So, after all this relatively gentle Halloweenishness, I found it all the more disconcerting last week when we went to search out a few last minute items for the kids' costumes. Dominic wants to be one of those little nodding Forest Spirits (kodama) from Princess Mononoke and he needed a white mask. Katie initially wanted to be Hermione Granger, but at the last minute changed her mind to Athena, one of the Greek goddesses, so I was hoping to find a big white sheet somewhere. And Max, caught in that space between feeling too old to trick or treat yet still wanting to, simply wanted to see what was Out There.
We went into a couple of regular department stores, those big cheap places one goes for big cheap costume accoutrements. All they had in the white mask line were bleeding horror masks or skeleton masks that had flashing red eyes and horrible decaying faces. We stood there, staring, at all the bleeding costumes for sale. I felt a dreadful pang of dismay that the new trend this year appeared to be The Bleeding Item. Even the swords and daggers bled. And everything seemed so, how do I put it, bleak and terrible. Not a speck of wit or irony or laughter or goofy childish naughtiness anywhere - instead everything was nightmarish and cruel and rotting and malicious. The pirates were creepy, the bank robbers were creepy, the ghosts were creepy, even the skeletons were distinctly fetid-looking. There was no ambiguity anywhere in that aisle. I longed for the days of the innocuous and freely inventive Toddler Costume, and gazed across the aisle at the little kid costumes. I cleared my crushed sensibilities briefly with a few Girl On A Horses and a Clown Kid or two, well, that is, until I saw some of the adult costumes adjacent: Gross Fat Man, Really Drunk Man with Beer Gut, and Man in a Diaper. I feel compelled to point out here that I really do have a sense of humour, but this was all way too depressing. That Fat Person in a Diaper might be ME one day and I don't see myself laughing about it then, either.
So we went to some other stores. We went to second hand stores. We even went into drugstores, desperate for something a little kinder and gentler than those bleeding, menacing nightmares. And finally, we found it: a second-hand alien mask for Dominic. It even looked like the kodama faces. I would paint it white and add some kodama-ish touches. Dominic was happy.
As for FDPG and Max, well, we went to the recycling bin and Micheals for the rest of their costumes. Then we went home and I consoled myself with some chocolate covered raisins from the Halloween stash, trying to banish the Incontinent Old Fat Person in a Diaper images floating in my brain.

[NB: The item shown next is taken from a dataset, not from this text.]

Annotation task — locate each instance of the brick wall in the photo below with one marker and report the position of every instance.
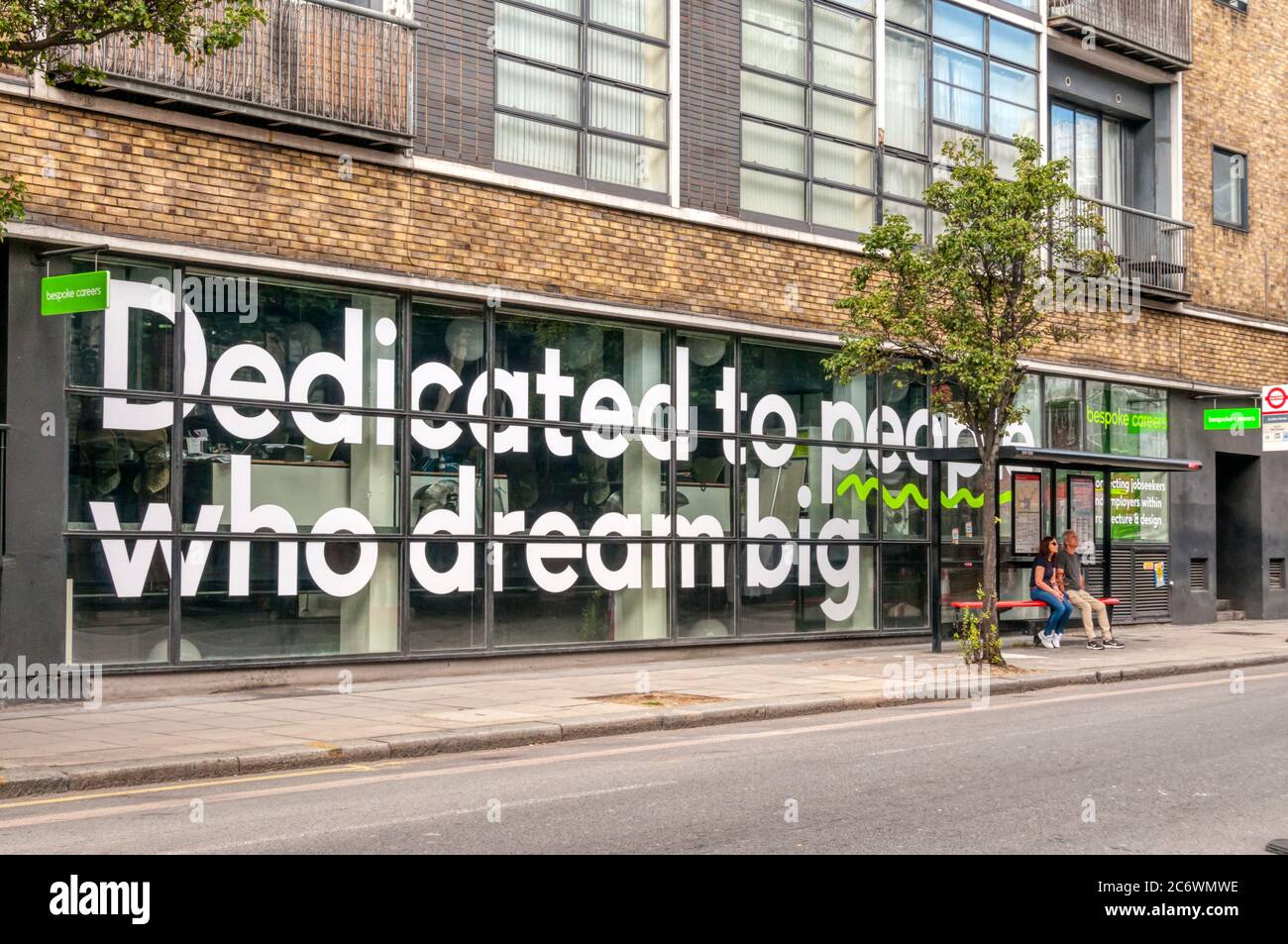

Now, if you see a little kid in a white alien mask with a scythe in his hands at your door this Halloween, and a small girl with a gold lamé covered Girl Guide cookie box on her head waving around a shield with a Medusa head on it, not to mention a taller kid with a black hoodie and a light sabre, hanging back a little, just say this:
"Ah, what interesting costumes! You must be —?"
That's all you need to say. They can do the rest. They LOVE to do the rest. Trust me.